Manifesti in giro per Milano e spazio sui social: la campagna del Comune per sdoganare gli stereotipi sulle donne ucraine

Il Comune di Milano lancia la campagna #donneucrainedimilano per sfatare i cliché

Dalla consulente finanziaria all’insegnante di danza. Dalla pittrice alla responsabile di un locale nel quartiere di Isola. Le protagoniste della campagna di comunicazione del Comune di Milano #donneucrainedimilano sono Olga, Olena, Susanna e Anna, le quali sfateranno tutti gli stereotipi sulle donne provenienti dall’Ucraina.

Donne ucraine di Milano: le storie delle protagoniste

Sui totem in giro per il centro e in tutta la città, su 550 schermi digitali, sui banner nel sito del Comune e delle sue società partecipate, sui social di Palazzo Marino: i manifesti sono ovunque, anche online. Qui, vengono raccontate tramite i video le storie delle quattro protagoniste.

Donne ucraine di Milano: l’importanza dell’associazione Ucraina più

La campagna è nata a seguito dell’incontro tra il sindaco Beppe Sala e le rappresentanti dell’associazione Ucraina più.
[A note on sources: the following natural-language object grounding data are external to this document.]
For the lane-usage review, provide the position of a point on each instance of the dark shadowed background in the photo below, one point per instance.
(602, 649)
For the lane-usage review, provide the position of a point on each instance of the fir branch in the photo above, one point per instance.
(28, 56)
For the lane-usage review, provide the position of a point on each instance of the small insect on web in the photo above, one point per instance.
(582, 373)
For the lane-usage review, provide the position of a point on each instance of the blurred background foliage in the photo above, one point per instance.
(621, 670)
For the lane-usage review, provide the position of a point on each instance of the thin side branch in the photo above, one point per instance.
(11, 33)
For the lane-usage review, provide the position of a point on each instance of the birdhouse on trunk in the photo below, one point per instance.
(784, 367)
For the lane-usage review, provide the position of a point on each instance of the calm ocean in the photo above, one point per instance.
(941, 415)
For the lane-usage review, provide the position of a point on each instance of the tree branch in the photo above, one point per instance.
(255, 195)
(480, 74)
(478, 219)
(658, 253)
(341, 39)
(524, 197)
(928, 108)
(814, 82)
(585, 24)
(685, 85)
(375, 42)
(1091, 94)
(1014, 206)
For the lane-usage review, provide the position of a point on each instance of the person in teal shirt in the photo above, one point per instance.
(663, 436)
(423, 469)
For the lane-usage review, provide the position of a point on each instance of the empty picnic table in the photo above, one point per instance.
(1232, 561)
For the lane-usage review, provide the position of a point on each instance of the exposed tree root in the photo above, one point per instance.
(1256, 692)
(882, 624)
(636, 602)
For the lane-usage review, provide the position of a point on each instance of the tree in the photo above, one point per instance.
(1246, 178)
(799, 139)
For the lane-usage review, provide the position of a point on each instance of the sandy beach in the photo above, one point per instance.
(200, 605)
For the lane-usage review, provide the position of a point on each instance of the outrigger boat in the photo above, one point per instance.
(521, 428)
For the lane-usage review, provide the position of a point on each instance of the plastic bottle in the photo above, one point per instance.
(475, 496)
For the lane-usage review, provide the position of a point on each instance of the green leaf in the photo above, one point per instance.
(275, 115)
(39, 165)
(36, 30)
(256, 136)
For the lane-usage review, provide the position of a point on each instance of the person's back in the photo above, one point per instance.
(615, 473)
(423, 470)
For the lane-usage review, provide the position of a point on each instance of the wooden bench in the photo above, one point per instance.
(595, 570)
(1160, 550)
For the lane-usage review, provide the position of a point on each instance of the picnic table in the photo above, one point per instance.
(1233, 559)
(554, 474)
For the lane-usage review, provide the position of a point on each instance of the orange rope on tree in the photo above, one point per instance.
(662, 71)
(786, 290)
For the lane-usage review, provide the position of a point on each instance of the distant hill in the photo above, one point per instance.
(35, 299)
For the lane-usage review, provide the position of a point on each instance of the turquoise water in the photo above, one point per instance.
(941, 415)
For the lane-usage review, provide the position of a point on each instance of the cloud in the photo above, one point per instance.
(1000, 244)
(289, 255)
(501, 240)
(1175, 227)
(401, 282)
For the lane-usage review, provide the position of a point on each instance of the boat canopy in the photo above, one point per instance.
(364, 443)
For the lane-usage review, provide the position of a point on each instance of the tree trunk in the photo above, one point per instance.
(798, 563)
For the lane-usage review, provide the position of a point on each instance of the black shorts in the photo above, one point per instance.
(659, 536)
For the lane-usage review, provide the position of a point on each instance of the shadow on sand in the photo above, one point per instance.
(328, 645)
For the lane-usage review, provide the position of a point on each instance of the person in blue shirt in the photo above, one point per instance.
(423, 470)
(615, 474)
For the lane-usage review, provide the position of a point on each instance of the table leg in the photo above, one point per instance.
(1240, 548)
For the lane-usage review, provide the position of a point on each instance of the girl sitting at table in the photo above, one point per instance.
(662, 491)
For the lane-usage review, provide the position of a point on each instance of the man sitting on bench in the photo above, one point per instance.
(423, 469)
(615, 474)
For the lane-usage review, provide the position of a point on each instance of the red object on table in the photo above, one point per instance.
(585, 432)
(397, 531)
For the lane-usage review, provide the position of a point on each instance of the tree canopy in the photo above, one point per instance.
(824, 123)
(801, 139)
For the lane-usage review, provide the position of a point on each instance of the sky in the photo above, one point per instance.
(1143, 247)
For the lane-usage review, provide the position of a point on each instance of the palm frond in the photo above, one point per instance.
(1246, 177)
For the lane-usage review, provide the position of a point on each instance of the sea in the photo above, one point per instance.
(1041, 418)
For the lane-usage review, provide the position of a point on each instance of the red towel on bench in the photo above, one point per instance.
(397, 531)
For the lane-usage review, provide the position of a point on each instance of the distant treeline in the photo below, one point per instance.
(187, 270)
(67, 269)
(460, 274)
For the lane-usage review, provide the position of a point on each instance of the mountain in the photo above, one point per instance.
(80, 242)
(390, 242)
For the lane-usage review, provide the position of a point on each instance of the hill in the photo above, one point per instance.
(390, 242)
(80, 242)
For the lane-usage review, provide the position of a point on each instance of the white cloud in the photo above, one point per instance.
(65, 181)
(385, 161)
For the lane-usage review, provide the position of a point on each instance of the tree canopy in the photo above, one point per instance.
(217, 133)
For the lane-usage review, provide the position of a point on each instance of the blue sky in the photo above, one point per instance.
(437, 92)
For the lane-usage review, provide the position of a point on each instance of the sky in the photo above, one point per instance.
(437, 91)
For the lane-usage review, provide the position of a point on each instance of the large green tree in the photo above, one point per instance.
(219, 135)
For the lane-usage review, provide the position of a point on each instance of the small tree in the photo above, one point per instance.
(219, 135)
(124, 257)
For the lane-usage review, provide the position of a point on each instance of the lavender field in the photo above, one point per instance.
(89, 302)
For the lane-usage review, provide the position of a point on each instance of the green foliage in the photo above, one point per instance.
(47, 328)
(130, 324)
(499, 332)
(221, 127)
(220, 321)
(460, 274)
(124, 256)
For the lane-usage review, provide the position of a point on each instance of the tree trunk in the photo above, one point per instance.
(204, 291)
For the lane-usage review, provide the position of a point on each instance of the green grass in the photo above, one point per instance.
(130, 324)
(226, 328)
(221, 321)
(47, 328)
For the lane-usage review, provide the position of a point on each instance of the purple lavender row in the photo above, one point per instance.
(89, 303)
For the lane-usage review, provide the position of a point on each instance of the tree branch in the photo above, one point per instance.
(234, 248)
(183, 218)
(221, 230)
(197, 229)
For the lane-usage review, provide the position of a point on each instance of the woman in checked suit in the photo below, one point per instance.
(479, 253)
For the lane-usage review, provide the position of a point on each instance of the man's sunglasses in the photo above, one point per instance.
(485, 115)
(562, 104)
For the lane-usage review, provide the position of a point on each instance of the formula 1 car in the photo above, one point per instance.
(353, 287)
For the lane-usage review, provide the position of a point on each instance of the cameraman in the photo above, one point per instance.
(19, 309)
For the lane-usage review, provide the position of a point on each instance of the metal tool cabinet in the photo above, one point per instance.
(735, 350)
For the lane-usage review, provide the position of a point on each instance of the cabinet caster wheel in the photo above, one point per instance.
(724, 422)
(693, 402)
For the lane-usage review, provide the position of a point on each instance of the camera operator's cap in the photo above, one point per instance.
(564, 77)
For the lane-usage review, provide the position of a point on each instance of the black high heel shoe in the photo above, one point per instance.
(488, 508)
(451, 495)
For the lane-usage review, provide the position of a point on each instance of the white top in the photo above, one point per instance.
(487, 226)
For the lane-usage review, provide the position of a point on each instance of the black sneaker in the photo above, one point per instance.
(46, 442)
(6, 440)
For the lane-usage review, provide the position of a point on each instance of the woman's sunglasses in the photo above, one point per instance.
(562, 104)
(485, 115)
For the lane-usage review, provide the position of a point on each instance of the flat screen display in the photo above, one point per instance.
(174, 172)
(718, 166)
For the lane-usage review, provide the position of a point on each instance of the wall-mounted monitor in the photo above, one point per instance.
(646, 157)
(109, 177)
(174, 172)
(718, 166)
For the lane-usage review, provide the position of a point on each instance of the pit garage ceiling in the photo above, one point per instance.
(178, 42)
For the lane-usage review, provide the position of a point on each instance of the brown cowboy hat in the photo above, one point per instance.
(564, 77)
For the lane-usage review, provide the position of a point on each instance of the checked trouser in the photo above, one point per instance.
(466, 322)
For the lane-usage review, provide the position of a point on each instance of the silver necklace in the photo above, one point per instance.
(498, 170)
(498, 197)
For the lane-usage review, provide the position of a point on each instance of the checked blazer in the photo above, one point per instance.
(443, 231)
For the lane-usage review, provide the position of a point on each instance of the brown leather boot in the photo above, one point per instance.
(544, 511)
Iryna Luts, la presidente, ha chiarito: L’associazione è nata negli scorsi anni per valorizzare la nostra comunità e contro gli stereotipi, come quelli che vogliono le ucraine solo badanti o belle ragazze venute a rubare i mariti”.

Donne ucraine di Milano: l’amore per il loro Paese

Le donne selezionate hanno età differenti e provengono da diversi luoghi dell’Ucraina: ognuna ha una propria storia e lavora in ambiti differenti.

Luts, però, ci tiene a sottolineare che ad unirle è l’amore per il loro Paese. Attualmente, l’associazione è diventata un “vero centro sociale” e, oltre ad occuparsi di eventi culturali, organizza l’accoglienza di chi arriva, reperisce alloggi, istituisce corsi di italiano, aiuta i nuovi arrivati a trovare un lavoro e raccoglie aiuti umanitari sia per chi è arrivato in Italia che per chi è rimasto in Ucraina. Infine, raccoglie fondi per acquistare dispositivi di protezione per chi deve combattere la guerra.